= Inline process refractometer =

Continuous fluid measurement device

Inline process refractometers are a type of refractometer designed for the continuous measurement of a fluid flowing through a pipe or inside a tank. First patented by Carl A. Vossberg Jr. US2807976A - Refractometer US2549402A, these refractometers typically consist of a sensor, placed inline with the fluid flow, coupled to a control box. The control box usually provides a digital readout as well as 4-20 mA analog outputs and relay outputs for controlling pumps and valves. Instead of placing the sensor inline of the process, it can be placed in a bypass, attached by a thin tube.

This measurement has been an important element in the process control of the chemical and refining, pulp and paper, food, sugar and pharmaceutical industries for more than a century. For instance, the in-line concentration measurement can be used as a real-time predictive tool for the final concentration. A quick and accurate response is needed to optimize production. Cost reduction is possible by reducing the variation of mean average of the product concentration. The cost saving is related to the value of the component being measured.

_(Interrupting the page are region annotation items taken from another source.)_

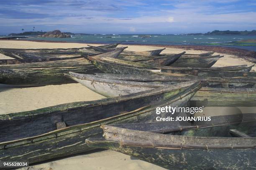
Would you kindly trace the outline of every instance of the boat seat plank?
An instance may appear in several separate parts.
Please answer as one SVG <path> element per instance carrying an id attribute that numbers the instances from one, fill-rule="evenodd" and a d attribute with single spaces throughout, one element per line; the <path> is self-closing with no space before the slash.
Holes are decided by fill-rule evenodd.
<path id="1" fill-rule="evenodd" d="M 251 138 L 251 136 L 236 129 L 230 129 L 229 130 L 229 132 L 238 138 Z"/>

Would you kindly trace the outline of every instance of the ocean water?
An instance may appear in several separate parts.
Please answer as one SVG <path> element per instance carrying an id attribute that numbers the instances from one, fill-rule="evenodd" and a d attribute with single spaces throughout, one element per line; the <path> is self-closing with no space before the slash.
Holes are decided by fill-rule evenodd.
<path id="1" fill-rule="evenodd" d="M 72 35 L 71 38 L 29 38 L 28 40 L 65 41 L 88 43 L 120 43 L 126 44 L 200 45 L 233 47 L 256 51 L 256 43 L 240 42 L 256 40 L 256 36 L 198 35 L 184 34 L 90 34 Z"/>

A digital inline process refractometer sensor measures the refractive index and the temperature of the processing medium. The measurement is based on the refraction of light in the process medium, i.e. the critical angle of refraction using a light source. The measured refractive index and temperature of the process medium are sent to the control box. It calculates the concentration of the process liquid based on the refractive index and temperature, taking pre-defined process conditions into account. The output is typically a 4 to 20mA DC output or, increasingly, an Ethernet signal proportional to process solution concentration, liquid density, Brix or other scale that has been selected for the instrument.

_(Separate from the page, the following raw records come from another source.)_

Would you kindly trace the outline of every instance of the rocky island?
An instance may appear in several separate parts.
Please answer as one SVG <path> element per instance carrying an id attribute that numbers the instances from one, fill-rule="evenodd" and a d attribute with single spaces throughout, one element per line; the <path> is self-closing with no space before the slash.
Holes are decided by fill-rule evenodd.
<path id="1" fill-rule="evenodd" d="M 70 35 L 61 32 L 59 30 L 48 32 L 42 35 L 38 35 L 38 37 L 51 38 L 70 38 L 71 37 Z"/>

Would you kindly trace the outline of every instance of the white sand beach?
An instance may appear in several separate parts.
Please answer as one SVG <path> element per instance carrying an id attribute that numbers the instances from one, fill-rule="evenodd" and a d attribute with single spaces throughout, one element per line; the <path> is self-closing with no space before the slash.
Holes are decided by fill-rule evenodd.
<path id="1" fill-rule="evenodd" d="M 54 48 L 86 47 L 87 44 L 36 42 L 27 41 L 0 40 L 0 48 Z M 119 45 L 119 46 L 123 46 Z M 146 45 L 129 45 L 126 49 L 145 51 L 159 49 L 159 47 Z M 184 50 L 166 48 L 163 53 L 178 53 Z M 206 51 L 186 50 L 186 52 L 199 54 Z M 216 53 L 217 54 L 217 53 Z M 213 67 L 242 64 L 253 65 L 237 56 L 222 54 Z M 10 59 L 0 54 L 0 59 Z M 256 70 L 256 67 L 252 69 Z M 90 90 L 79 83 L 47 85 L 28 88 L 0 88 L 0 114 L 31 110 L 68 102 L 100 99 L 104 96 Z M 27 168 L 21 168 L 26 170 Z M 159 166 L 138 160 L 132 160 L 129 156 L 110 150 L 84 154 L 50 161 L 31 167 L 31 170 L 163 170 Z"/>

The inline process refractometer consists of three primary components: the inline sensing head, the electronics console, and the process adapter. The inline sensing head is mounted on the adapter and contains a prism that scans the process solution through a transparent window and outputs a value relative to the refractive index of the solution. The electronics console houses all control circuitry, microprocessors, digital displays and calibration points and conditions the sensing head signal. The process adapter is the mechanical connection between the inline sensing head and the process piping, and is designed specifically to accommodate the pipe size and application.

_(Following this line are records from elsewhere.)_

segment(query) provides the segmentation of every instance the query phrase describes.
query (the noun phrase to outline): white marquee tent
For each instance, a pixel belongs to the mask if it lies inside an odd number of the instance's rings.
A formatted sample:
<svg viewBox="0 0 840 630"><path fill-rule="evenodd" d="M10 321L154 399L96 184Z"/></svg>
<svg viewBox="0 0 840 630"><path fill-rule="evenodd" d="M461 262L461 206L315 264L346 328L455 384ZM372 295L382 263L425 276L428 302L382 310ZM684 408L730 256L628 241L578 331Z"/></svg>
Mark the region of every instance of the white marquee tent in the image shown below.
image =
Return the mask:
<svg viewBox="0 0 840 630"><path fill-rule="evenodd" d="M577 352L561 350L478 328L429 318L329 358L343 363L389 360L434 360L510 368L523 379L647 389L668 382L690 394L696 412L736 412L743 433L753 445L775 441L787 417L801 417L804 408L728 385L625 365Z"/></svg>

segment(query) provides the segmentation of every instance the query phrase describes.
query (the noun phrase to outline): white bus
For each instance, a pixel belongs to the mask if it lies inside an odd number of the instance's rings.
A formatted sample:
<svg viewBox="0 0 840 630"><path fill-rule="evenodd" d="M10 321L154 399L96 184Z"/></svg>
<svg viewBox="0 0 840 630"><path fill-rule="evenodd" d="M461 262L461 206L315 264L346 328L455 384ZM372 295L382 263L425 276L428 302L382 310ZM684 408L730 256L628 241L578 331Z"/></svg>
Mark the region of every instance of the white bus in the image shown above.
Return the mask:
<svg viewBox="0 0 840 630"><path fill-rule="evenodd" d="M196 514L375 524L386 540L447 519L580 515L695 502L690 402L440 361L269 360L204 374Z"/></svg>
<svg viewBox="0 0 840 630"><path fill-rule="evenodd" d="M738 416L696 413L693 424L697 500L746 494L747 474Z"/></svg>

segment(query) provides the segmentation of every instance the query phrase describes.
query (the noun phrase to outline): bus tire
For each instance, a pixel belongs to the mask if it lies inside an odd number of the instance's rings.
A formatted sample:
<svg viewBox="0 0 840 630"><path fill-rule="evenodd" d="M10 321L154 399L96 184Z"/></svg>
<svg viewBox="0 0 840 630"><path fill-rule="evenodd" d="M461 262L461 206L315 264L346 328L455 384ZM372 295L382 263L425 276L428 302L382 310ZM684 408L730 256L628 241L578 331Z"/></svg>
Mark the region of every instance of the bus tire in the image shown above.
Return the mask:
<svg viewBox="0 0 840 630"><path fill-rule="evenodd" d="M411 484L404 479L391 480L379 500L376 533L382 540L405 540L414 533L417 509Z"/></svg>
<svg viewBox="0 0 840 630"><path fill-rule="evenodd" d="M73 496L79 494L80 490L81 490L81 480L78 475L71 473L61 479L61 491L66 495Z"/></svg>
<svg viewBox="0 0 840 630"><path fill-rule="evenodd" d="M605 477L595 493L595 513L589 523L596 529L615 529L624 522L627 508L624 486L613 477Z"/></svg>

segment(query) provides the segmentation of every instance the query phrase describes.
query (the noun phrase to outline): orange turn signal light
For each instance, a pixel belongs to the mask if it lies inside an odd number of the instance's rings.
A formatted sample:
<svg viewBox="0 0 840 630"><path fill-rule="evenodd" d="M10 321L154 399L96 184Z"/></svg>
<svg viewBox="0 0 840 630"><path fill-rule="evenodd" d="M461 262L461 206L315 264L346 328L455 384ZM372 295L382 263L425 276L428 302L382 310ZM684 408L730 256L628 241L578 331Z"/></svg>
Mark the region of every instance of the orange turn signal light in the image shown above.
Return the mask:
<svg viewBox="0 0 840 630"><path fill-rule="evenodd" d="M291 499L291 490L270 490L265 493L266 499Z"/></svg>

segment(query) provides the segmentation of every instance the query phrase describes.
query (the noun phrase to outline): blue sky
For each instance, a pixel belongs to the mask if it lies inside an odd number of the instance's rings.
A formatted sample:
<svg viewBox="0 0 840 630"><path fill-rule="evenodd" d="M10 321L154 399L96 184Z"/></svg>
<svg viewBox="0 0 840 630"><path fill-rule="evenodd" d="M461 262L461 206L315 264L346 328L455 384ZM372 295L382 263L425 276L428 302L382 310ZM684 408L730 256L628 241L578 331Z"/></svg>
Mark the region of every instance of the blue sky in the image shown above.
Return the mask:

Inline process refractometers are used primarily in the pulp and paper industry; the food and beverage industry, the pharmaceutical industry, and the chemical industry as a means to assure consistency and quality. In the pulp and paper industry, inline process refractometers are used in the energy recovery from black liquor recovery boilers by accurately measuring solids in the black liquor. In the food and beverage industry, inline process refractometers are used to measure dissolved solids, most often as sugar content, measured in degrees Brix. In the pharmaceutical industry they are used to monitor and control concentration levels during supersaturation, a critical process in crystallization. In the chemical industry they are used in Hydrochloric Acid applications, Sulphuric Acid applications, and boiler cleaning chemicals processes.